For the same speaker continued talking, but now he assumed the delicate, remembered, intonations of the day before.
‘At last!’ fluted Tomasso d’Astibar bar Sandre. ‘We feared dreadfully that you’d all contrived to lose yourselves in these dusty recesses, never to be found again!’
‘No such luck, brother,’ a voice growled in reply. ‘Though after eighteen years it wouldn’t have been surprising. I need two glasses of wine very badly. Sitting still for that kind of music all morning is cursed thirsty work.’
In the closet Devin and Catriana clung to each other, sharing a breathless laughter. Then a newer urgency came over Devin, and it seemed to him it was in her as well, and there was suddenly nothing in the peninsula that mattered half so much as the gradually accelerating rhythm of the movements they made together.
Devin felt her fingernails splay outwards on his back. Feeling his climax gathering he cupped his hands beneath her; she lifted her legs and wrapped them around him. A moment later her teeth sank into his shoulder a second time and in that moment he felt himself explode, silently, into her.
For an unmeasured, enervated space of time they remained like that, their clothing damp where it had been crushed against skin. To Devin the voices from the two rooms outside seemed to come from infinitely far away. From other worlds entirely. He really didn’t want to move at all.
At length however, Catriana carefully lowered her legs to the ground to bear her own weight. He traced her cheekbones with a finger in the blackness.

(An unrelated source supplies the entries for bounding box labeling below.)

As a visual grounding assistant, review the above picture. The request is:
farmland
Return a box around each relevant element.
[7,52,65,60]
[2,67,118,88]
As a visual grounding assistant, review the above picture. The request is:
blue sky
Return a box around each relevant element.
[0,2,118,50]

Behind him the lords and merchants of Astibar were still shuffling past the body of the Duke so many had hated and some few had loved. To Devin’s left the younger generation of the Sandreni ate and drank, toasting an end to exile. Devin, wrapped close with Catriana, still sheathed within her warmth, could not have hoped to find words to say what he was feeling.
Suddenly she seized one of his tracing fingers and bit it, hard. He winced, because it hurt. She didn’t say anything though.
AFTER THE SANDRENI LEFT, Catriana found the latch and they slipped out into the room again. Quickly they reorganized their clothes. Pausing only long enough to seize a chicken-wing apiece, they hastily retraced their path back through the rooms leading to the stairway. They met three liveried servants coming the other way and Devin, feeling exceptionally alert and alive now, claimed Catriana’s fingers and winked at the servants as they passed.
She withdrew her hand a moment later.
He glanced over. ‘What’s wrong?’
She shrugged. ‘I’d as soon it wasn’t proclaimed throughout the Sandreni Palace and beyond,’ she murmured, looking straight ahead.
Devin lifted his eyebrows. ‘What would you rather they thought about us being upstairs? I just gave them the obvious, boring explanation. They won’t even bother to talk about it. This sort of thing happens all the time.’
‘Not to me,’ said Catriana quietly.
‘I didn’t mean it that way!’ Devin protested, taken aback. But unfortunately they were going down the stairs by then, and so it was with a quite unexpected sense of estrangement that he paused to let her re-enter the room before him.
More than a little confused, he took his place behind Menico as they prepared to go back out into the courtyard.
He had only a minor supporting role in the first two hymns and so he found his thoughts wandering back over the scene just played out upstairs. Back, and then back again, with the memory that seemed to be his birthright focusing like a beam of sunlight upon one detail then another, illuminating and revealing what he had missed the first time around.